CDLUC3 / mrt-doc

Documentation and Information regarding the Merritt repository
8 stars 4 forks source link

Inventory socket timeout Nagios alerts - update jvm memory #1930

Closed terrywbrady closed 4 weeks ago

terrywbrady commented 1 month ago

Ashley's analysis suggests that increasing the JVM size will affect the swap issue spikes we see. We will increase the JVM on prod. Inventory from 1GB to 1.5GB on Monday and the reboot after patching on Tuesday will allow it to take effect.
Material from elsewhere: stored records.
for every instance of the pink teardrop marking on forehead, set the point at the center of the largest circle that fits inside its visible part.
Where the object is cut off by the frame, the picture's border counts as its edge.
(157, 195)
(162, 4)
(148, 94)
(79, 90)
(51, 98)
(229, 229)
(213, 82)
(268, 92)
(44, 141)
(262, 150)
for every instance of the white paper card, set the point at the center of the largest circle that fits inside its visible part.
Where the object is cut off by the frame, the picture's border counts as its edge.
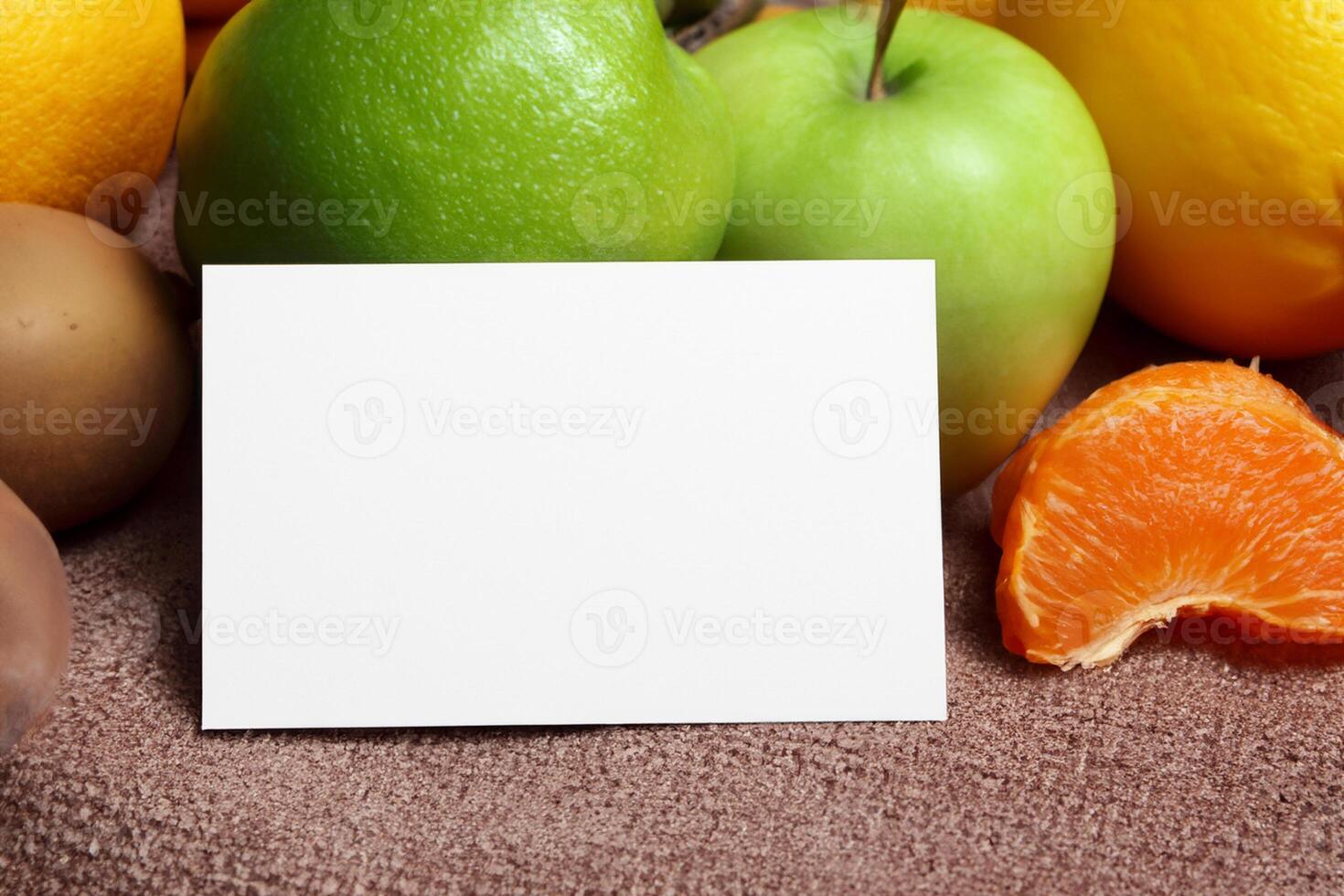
(525, 495)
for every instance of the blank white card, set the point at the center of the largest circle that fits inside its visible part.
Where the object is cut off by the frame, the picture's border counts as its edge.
(546, 495)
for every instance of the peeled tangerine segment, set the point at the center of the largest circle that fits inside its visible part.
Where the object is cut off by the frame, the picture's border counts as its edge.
(1195, 488)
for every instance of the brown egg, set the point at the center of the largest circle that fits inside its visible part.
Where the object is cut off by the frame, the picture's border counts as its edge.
(96, 367)
(34, 620)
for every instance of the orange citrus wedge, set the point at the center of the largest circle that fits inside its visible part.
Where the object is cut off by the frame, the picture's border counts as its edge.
(1187, 489)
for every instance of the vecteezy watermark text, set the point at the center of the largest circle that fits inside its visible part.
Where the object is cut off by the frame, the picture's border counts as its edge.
(279, 629)
(612, 629)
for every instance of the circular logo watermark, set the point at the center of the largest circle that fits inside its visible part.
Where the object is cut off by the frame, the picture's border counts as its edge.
(854, 420)
(1095, 209)
(611, 629)
(126, 205)
(848, 19)
(366, 19)
(611, 209)
(368, 420)
(1328, 404)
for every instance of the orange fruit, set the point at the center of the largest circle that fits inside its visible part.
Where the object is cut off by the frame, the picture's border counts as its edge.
(1224, 125)
(211, 10)
(85, 96)
(1187, 489)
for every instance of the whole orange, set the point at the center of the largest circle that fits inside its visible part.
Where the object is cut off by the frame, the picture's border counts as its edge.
(88, 91)
(1224, 123)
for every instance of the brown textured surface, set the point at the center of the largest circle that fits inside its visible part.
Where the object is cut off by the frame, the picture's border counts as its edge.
(1207, 769)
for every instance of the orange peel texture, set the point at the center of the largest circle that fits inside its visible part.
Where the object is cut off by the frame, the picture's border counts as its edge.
(1187, 489)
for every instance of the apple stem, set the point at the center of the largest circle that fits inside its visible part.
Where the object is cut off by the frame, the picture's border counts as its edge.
(891, 11)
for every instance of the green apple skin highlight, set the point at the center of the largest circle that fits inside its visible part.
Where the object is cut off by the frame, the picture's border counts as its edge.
(438, 132)
(972, 160)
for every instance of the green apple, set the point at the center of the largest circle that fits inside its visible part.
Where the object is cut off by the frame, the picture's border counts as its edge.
(395, 131)
(972, 151)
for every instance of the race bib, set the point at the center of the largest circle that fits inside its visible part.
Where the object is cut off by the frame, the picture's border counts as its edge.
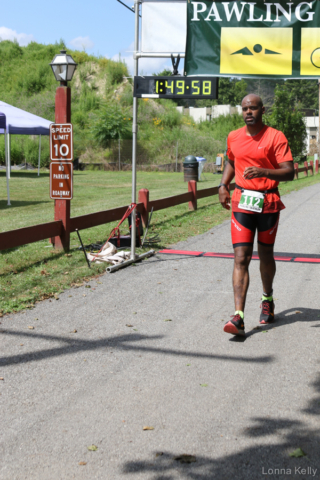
(251, 200)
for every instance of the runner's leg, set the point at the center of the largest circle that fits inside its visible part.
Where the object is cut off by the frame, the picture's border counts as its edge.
(243, 226)
(267, 230)
(242, 258)
(267, 267)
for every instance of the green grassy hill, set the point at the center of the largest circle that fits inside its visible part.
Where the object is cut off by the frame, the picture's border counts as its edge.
(101, 108)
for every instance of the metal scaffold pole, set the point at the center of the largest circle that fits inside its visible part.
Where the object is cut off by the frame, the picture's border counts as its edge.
(133, 256)
(135, 131)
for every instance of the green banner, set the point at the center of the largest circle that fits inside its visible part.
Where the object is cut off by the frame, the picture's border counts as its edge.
(246, 39)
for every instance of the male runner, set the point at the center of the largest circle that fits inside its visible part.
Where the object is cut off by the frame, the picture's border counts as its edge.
(259, 158)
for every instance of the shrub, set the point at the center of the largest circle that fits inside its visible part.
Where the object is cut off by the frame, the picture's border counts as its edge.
(111, 123)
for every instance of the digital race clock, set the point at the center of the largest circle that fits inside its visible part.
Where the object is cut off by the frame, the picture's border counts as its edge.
(175, 87)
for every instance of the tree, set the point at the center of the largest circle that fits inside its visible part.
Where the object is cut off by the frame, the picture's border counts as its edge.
(288, 118)
(304, 93)
(231, 91)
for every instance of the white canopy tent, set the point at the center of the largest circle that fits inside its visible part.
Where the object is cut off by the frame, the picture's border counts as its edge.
(15, 121)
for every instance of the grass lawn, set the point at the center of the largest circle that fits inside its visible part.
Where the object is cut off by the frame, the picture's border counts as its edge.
(34, 272)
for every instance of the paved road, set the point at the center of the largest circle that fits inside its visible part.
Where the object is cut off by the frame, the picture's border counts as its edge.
(239, 406)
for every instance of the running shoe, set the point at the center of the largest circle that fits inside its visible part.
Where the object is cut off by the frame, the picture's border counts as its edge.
(267, 311)
(235, 326)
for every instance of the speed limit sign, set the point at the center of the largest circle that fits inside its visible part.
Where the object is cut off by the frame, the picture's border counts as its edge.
(61, 141)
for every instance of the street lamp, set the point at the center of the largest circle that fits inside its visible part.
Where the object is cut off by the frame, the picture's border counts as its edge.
(63, 67)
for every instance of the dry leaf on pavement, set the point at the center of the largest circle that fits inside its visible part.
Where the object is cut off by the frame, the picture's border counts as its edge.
(297, 453)
(185, 458)
(93, 448)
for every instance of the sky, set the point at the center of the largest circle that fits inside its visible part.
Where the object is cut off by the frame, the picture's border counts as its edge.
(104, 28)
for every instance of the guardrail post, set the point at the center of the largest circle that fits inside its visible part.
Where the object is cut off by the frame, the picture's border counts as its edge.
(144, 198)
(192, 187)
(311, 165)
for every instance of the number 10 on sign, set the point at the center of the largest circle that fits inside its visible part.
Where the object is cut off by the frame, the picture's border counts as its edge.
(61, 141)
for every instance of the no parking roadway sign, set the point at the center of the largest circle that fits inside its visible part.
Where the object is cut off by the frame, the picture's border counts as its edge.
(61, 180)
(61, 141)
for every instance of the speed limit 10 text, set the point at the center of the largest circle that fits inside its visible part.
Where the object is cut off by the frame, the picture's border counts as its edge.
(61, 133)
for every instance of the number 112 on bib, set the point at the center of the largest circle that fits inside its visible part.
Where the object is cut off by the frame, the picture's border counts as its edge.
(252, 201)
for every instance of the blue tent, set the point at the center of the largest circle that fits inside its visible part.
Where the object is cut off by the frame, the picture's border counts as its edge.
(15, 121)
(20, 122)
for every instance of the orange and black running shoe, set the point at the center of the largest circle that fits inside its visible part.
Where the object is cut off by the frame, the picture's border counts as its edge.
(235, 326)
(267, 311)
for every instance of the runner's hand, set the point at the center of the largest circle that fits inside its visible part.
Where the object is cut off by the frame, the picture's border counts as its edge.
(253, 172)
(224, 198)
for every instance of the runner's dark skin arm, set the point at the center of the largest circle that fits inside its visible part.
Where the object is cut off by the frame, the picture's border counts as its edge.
(227, 177)
(283, 174)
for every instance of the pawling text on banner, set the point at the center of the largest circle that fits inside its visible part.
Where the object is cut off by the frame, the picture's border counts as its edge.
(253, 39)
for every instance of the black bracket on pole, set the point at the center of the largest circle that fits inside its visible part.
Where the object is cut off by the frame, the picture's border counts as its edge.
(175, 64)
(131, 9)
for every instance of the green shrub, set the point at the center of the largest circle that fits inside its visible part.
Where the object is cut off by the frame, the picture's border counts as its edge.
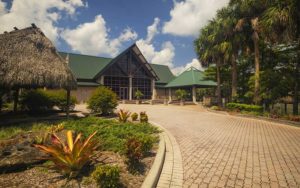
(43, 100)
(215, 108)
(143, 117)
(103, 100)
(138, 94)
(36, 100)
(123, 115)
(147, 143)
(134, 116)
(59, 98)
(107, 176)
(133, 152)
(181, 94)
(244, 107)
elopatin-uc3 commented 4 weeks ago

Suggest testing on Stage by taking one inv host out of the load balancer, requesting to alter the other inv host to a larger instance type, and testing with the largest manifest we have to see where incremental increases in memory no longer help. Then we can determine what an optimal jvm memory configuration is.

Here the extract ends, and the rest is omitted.